Sprawy rozpatrywane w TSUE kwestionują włączenie biomasy leśnej do taksonomii argumentując, że kryteria "zrównoważonego rozwoju" i kryteria dotyczące gazów cieplarnianych nie są w stanie zagwarantować, że spalanie biomasy zmniejszy emisję CO2.

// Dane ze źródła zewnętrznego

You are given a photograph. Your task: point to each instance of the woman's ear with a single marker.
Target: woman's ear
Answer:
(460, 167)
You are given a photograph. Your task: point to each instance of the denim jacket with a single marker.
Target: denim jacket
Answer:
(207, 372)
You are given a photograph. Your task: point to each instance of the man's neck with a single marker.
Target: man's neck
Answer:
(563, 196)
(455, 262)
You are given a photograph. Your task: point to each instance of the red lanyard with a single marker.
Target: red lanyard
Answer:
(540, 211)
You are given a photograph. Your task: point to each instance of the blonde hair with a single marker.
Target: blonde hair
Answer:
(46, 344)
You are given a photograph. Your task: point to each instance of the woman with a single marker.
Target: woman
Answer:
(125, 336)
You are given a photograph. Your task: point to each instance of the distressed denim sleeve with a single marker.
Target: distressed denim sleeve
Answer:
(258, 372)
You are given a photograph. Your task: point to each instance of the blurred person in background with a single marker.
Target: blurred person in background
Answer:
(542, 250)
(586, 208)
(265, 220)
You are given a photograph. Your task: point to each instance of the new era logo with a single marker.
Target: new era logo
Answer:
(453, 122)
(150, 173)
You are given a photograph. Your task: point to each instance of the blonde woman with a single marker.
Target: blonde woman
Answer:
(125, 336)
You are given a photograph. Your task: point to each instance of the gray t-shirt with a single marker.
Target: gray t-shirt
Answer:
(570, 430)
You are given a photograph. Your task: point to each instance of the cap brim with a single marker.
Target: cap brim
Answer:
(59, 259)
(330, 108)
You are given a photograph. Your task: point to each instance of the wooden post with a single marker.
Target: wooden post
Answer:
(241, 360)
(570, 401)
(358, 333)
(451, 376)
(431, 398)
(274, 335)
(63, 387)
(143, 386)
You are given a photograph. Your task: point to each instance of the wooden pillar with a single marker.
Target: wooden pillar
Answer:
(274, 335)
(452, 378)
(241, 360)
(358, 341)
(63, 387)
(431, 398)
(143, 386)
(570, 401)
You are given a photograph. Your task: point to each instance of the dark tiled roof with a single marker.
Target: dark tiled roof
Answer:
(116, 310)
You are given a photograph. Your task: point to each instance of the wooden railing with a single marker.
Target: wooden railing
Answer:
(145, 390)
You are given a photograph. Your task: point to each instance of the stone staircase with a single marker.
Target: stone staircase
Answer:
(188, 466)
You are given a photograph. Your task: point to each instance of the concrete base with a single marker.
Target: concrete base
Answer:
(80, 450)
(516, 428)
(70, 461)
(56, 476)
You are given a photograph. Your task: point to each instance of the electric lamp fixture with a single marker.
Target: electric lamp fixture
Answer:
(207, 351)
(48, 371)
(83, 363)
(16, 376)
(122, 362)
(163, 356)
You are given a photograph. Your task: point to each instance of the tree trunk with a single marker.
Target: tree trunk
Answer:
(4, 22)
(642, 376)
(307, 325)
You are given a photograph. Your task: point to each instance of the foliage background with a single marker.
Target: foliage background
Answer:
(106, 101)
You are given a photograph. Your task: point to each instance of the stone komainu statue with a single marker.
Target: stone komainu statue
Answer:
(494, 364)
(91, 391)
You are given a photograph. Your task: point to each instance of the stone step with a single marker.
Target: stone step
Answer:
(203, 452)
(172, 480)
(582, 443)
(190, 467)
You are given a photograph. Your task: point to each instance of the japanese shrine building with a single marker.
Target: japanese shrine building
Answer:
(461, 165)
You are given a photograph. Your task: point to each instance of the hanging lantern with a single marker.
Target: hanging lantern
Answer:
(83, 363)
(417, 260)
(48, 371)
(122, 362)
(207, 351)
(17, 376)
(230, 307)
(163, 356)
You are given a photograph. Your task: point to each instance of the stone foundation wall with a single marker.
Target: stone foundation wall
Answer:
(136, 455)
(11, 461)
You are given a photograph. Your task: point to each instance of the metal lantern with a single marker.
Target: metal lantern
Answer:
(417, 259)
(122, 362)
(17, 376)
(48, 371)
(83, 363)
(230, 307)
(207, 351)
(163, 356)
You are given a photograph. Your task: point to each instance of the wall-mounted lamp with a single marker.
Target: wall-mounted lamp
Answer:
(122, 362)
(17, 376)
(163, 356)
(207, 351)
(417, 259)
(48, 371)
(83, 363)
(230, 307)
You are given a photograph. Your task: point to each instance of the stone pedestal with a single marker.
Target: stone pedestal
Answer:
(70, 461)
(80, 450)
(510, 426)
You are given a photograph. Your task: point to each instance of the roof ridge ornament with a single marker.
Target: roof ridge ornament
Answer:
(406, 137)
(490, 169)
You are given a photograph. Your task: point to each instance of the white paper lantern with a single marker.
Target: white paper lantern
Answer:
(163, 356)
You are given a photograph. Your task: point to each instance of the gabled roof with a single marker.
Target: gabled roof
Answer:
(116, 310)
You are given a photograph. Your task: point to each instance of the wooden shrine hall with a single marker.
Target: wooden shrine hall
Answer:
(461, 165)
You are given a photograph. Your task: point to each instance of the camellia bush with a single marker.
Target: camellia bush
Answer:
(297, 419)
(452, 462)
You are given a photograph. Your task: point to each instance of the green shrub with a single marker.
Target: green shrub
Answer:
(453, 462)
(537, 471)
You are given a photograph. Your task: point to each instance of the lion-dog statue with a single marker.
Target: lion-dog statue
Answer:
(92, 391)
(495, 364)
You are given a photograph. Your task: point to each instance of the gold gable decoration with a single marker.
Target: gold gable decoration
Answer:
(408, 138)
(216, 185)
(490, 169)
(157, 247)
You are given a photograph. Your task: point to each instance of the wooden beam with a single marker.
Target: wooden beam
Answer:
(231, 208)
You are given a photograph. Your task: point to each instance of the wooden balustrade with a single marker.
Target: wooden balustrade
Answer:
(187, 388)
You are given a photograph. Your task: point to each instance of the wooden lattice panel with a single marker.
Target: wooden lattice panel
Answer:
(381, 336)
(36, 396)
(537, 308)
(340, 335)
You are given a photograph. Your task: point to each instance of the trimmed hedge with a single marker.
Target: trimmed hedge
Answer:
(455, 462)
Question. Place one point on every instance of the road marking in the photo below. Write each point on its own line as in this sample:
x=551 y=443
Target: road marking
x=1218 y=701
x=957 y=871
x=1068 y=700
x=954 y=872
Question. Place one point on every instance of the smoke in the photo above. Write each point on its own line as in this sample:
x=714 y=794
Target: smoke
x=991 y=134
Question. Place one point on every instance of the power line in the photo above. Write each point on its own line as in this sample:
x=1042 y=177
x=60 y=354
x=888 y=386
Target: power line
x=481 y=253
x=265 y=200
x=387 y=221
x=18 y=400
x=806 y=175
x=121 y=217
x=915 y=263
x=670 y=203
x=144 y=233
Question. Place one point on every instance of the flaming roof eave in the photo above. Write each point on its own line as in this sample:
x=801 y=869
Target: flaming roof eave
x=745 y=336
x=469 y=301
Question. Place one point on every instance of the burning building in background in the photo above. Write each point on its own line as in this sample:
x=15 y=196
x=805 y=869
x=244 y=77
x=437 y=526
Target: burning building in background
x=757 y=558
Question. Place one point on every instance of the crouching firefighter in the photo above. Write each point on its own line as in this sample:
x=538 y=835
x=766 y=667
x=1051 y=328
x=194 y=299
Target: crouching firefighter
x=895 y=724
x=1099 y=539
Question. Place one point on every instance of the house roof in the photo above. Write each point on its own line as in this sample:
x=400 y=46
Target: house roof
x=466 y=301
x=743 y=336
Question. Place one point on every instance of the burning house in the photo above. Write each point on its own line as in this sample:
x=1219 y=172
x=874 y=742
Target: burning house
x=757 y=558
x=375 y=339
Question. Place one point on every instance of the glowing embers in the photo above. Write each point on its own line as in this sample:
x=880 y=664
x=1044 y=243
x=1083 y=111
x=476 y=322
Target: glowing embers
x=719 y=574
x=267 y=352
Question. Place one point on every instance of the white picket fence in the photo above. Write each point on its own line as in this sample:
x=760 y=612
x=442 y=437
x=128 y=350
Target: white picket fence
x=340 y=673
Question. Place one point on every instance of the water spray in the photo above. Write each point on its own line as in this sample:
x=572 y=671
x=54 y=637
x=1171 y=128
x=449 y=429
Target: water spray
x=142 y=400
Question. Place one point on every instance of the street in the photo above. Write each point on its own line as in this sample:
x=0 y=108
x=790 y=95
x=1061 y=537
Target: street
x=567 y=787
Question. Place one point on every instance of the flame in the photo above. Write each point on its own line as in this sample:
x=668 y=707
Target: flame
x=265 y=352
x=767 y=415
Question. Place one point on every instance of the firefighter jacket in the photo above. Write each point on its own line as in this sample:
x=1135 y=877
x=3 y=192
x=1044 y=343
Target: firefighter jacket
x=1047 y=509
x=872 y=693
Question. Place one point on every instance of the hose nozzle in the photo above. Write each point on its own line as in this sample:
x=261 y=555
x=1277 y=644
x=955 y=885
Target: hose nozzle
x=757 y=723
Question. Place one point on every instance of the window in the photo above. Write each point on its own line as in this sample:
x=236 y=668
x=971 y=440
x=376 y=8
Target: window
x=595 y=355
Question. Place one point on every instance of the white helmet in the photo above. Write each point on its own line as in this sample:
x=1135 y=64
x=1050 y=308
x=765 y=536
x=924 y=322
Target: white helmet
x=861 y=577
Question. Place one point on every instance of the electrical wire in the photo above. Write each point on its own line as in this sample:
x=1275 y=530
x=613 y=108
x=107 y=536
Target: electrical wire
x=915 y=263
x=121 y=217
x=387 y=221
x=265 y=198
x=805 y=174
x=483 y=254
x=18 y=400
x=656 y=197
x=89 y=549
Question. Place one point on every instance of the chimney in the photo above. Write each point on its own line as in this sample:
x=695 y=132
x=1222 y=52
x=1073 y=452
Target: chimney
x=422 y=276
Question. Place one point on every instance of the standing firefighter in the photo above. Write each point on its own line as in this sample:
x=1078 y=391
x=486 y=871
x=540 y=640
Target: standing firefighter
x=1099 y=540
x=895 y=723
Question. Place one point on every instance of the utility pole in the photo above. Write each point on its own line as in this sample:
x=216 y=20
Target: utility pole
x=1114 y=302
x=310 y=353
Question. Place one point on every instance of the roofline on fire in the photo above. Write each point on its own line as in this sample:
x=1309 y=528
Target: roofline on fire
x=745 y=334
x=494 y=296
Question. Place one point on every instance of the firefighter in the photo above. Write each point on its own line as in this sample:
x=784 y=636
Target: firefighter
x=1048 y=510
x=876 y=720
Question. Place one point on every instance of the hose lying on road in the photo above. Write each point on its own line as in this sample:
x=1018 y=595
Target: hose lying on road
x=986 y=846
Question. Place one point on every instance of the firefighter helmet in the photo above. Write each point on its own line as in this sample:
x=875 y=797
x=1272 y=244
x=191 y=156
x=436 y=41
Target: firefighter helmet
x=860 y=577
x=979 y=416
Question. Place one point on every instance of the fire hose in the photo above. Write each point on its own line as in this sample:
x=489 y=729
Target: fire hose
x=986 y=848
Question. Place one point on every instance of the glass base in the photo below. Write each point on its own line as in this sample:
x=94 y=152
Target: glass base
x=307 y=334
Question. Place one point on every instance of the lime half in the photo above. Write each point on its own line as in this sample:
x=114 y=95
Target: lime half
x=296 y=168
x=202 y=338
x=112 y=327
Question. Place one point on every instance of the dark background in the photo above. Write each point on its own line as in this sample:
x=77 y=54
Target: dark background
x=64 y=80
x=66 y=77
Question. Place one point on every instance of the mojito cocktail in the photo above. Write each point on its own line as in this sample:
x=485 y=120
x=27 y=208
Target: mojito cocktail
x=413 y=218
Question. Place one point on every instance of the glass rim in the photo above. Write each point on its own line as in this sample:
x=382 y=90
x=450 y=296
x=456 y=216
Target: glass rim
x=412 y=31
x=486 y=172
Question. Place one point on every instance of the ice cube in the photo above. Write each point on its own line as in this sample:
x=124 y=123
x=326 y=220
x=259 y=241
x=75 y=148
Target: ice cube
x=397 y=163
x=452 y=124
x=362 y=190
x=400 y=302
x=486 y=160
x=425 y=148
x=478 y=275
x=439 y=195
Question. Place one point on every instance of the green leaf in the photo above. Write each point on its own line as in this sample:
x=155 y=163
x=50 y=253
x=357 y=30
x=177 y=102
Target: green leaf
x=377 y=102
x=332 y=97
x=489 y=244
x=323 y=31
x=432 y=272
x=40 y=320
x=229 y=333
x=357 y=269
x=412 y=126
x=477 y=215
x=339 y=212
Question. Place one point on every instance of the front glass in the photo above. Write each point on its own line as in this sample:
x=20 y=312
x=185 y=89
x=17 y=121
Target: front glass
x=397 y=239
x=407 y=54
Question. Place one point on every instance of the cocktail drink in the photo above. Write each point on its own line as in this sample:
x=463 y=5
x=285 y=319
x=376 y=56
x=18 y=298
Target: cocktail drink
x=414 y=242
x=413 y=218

UE uchwaliła niedawno Unijną strategię na rzecz bioróżnorodności 2030 i Strategię leśną UE 2030, które podkreślają znaczenie ochrony i odbudowy przyrody w UE. Głównym czynnikiem powodującym utratę różnorodności biologicznej w lasach UE są nadmierne wycinki. Problem jest poważny. Tylko 14 proc. unijnych obszarów chronionych wykazuje odpowiedni stan ochrony.

Wraz ze wzrostem wykorzystania biomasy wzrasta presja na lasy. Chociaż przemysł biomasy i peletów drzewnych często twierdzi, że wykorzystuje tylko odpady z tartaków i  "pozostałości po pracach leśnych", biomasa drzewna jest często pozyskiwana z intensywnie wycinanych lasów Europy, USA czy Kanady w formie całych kłód dobrej jakości, które potem są rozdrabnianie i sprzedawane instalacjom energetycznym.